WWF hearing on the EU fishery reform, Nyborg 9.9.2002


speech by chairman of Living Sea, skipper Gunnar Jacobsen 





At first I want to thank the World Wildlife Foundation for inviting Living Sea to give a contribution for this hearing.

Living Sea is an environmental society, founded in 1995. We have about 400 members, from which 100 are fishermen or have other connections in fishery. We are an unpolitical NGO with interests in the marine environment and resources.

We are working for an increased public attention about the marine environment and the professional fishery. Within fishery, we support the coastal fishery and the fishery conducted in a way, which doesn’t damage or jeopardize nature – what we have named ”real fishery”, as opposed to the industrialized. We believe for example that the support for de-commission fishing vessels should be given to the vessels and the methods, which have caused the sad condition of our fish stocks. Instead of relatively few highly fuel consuming vessels, we want a rich fishery from more smaller vessels, which can conduct their fishery from the many harbours. This should be a fishery which is conducted in accordance with the marine environment – that is: not destroying the sea bottom, nor damaging the stocks.

The methods employed by our society, are very much centred around action. We are on the sea throughout the year, in close contact with the marine environment and with the fishermen. In this way, we also seek and gain contact with the many people, who visit the harbours. It is important for the public understanding of the fishery that people can meet the fishermen in the many harbours. We also try to keep a good relation to the media, to the authorities and to the politicians. At the moment we are focusing on the very serious and wide spread oxygen loss which is threatening the life in practically all Danish waters this year.

I will here sketch the most significant of the reservations, which Living Sea has about the EU fishery reform, as it is projected, and which is sought to be agreed upon during the Danish presidency.

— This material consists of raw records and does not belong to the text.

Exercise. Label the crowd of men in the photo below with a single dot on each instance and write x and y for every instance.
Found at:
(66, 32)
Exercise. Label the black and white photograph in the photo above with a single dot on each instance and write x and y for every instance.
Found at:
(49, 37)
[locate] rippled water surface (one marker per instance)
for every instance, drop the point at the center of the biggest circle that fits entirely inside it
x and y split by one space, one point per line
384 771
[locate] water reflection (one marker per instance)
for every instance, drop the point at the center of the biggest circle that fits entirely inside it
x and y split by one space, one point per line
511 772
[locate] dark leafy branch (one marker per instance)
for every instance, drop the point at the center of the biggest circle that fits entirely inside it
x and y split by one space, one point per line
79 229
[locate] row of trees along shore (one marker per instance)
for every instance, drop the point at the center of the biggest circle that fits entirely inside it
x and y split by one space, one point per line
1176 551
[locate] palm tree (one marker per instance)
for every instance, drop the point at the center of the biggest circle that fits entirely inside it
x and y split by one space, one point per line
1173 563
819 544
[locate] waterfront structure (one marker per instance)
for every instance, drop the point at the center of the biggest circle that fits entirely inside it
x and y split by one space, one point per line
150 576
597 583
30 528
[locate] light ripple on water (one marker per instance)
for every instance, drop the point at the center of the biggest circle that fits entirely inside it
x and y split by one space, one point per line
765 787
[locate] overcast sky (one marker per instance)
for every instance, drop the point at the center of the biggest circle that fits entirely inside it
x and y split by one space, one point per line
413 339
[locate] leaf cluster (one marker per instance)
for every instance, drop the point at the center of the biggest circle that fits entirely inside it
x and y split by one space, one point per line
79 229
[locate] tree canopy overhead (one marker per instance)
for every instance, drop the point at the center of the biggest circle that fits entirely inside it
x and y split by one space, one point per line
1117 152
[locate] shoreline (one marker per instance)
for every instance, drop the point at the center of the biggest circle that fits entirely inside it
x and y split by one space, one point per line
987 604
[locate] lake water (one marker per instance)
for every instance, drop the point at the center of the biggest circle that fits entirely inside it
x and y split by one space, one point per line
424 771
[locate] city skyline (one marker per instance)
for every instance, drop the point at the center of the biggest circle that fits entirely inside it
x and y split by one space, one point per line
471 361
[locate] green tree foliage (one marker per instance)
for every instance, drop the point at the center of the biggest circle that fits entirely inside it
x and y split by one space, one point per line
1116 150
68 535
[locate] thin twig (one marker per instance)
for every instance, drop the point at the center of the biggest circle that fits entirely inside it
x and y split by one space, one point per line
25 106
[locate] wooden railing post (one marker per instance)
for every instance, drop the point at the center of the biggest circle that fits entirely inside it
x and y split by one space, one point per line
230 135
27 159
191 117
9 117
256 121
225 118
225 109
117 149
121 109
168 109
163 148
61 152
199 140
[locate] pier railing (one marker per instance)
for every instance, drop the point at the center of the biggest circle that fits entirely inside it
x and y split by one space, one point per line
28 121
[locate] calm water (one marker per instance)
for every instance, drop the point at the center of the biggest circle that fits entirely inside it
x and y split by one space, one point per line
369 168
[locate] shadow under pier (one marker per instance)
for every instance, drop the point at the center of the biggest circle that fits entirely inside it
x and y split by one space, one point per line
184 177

1.     The reform is useless when it comes to the adjustment of the fleet to the resources. We believe that the common fishery politics should decide against the vessels and fishing methods, which are the very reason why we need the reform. We have heard that around 8,000 vessels needed to be taken out of the fishery. But when less than 1 billion Euro have been earmarked for this purpose, there will be no realistic offer for the very big ships. This means that we will instead continue at the useless course, which we have followed the last 15 years, where more than 1,300 vessels have been taken out from Danish fishery alone, without any improvement of the situation. There has been no improvement because the fishermen, who accepted this arrangement, were the fishermen who conducted a fishery in balance with stocks and environment. In Denmark we almost managed to wipe out the Danish anchor seine fishery, which is a very gentle and sustainable fishery. Today, trawlers and beam trawlers catch the Danish flat fish. This is the simple reason why the billions spend on decommissions haven’t helped us getting a more sustainable fishery on plaice.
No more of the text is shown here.